コロナウイルスの影響で、一部の市場だけでなく、世界市場全体が下がってきている状況ですので、世界同時にやらないと効果がないと言う事ですね。
ちなみに、この「世界同時協調利下げ」に対して、イングランド銀行は利下げを行なってくる可能性が高いです。
さすがイングランド銀行動きが早いですね。
しかし、問題は、ECB(ヨーロッパ中央銀行)と日銀です。
ECBと日銀は、すでにマイナス金利を導入しているため、この協調利下げでどの程度実体経済に影響があるか、疑問があります。
日銀が協調利下げを行なわなかったら?
ここでふと疑問に思うのが、「もし日銀が利下げに応じなかった場合」ですよね?
それは、過去の歴史を振り返れば分かりますが、2008年10月のリーマンショック時に世界同時協調利下げというのが行なわれました。
これは、6つの主要国の中央銀行が同時に協調利下げを行い、その後4つの新興国も協調利下げに応じたため、合計10カ国の中央銀行が「利下げ」を発表しました。
しかし、そこに日本はいなかったのです。
結果何が起こったか??
ご存知とは思いますが、強烈な「円買い」が始まりましたよね。
当時の日銀総裁のコメントは「わが国では政策金利の水準はすでに極めて低い」というものであり、協調利下げに加わらなかったのです。
そのため、日銀が協調利下げに応じなかった場合、またもやあの強烈な円買いが始まる可能性があるので、要注意です。
さいごに
個人的な予想としては、協調利下げの要請があった場合は、今回は過去の歴史から学び、日銀は利下げに応じるのではないでしょうか?

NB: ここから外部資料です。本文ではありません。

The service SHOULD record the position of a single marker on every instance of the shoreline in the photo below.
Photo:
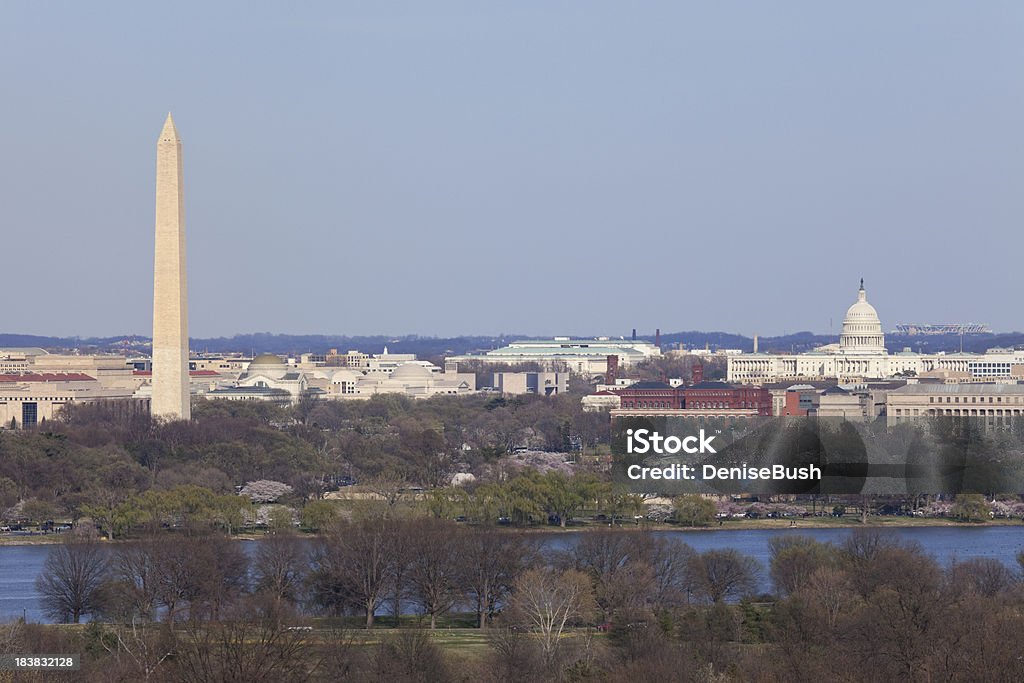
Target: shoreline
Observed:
(752, 524)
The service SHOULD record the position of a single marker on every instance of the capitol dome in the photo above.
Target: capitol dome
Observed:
(861, 328)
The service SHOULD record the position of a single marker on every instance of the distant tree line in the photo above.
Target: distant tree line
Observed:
(615, 605)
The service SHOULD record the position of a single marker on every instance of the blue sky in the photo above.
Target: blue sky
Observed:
(451, 168)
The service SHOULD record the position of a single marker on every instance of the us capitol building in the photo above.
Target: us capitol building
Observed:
(861, 354)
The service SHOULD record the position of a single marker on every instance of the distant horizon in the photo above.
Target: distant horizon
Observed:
(641, 335)
(526, 166)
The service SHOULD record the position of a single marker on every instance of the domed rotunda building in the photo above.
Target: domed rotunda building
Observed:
(860, 354)
(861, 328)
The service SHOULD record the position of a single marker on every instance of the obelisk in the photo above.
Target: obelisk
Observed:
(170, 289)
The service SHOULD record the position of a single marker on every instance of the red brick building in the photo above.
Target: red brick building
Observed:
(700, 397)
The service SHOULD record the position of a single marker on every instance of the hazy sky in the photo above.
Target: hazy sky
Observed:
(542, 167)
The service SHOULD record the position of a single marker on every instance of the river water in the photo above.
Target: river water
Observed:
(20, 564)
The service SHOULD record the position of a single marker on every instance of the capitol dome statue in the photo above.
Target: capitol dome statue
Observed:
(861, 328)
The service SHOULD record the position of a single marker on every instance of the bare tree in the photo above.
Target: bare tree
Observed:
(435, 566)
(491, 563)
(353, 566)
(72, 579)
(280, 567)
(549, 602)
(721, 574)
(139, 649)
(244, 648)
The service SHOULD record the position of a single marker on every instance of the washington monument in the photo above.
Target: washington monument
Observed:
(170, 288)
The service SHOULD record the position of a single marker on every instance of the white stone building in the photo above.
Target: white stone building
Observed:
(861, 354)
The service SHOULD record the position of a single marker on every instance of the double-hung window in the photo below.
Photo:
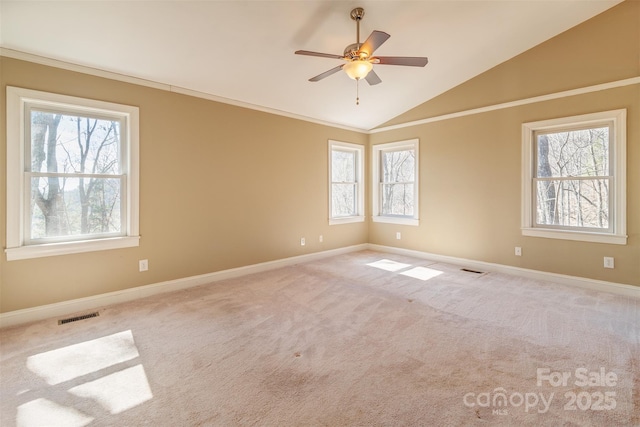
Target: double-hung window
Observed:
(395, 179)
(72, 174)
(346, 186)
(574, 178)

というのも、黒田総裁は、3月2日のコメントで以下の通り話しています。
「日本銀行としては、今後の動向を注視しつつ、適切な金融市場調節や資産買入れの実施を通じて、潤沢な資金供給と金融市場の安定確保に努めていく方針である。」
また、日銀は、2日連続で国際買い現先オペやETF買いが行なわれました。
これは、民間から日銀が金融商品を購入する事で、資金が市場に流れていくと言う事です。
そのため、日銀操作のコメントと日銀の動きから、今回はかなりやばい状況である事を把握し、過去の同じ過ちを生かした行動を取ってくれるのではないかと期待できそうですね。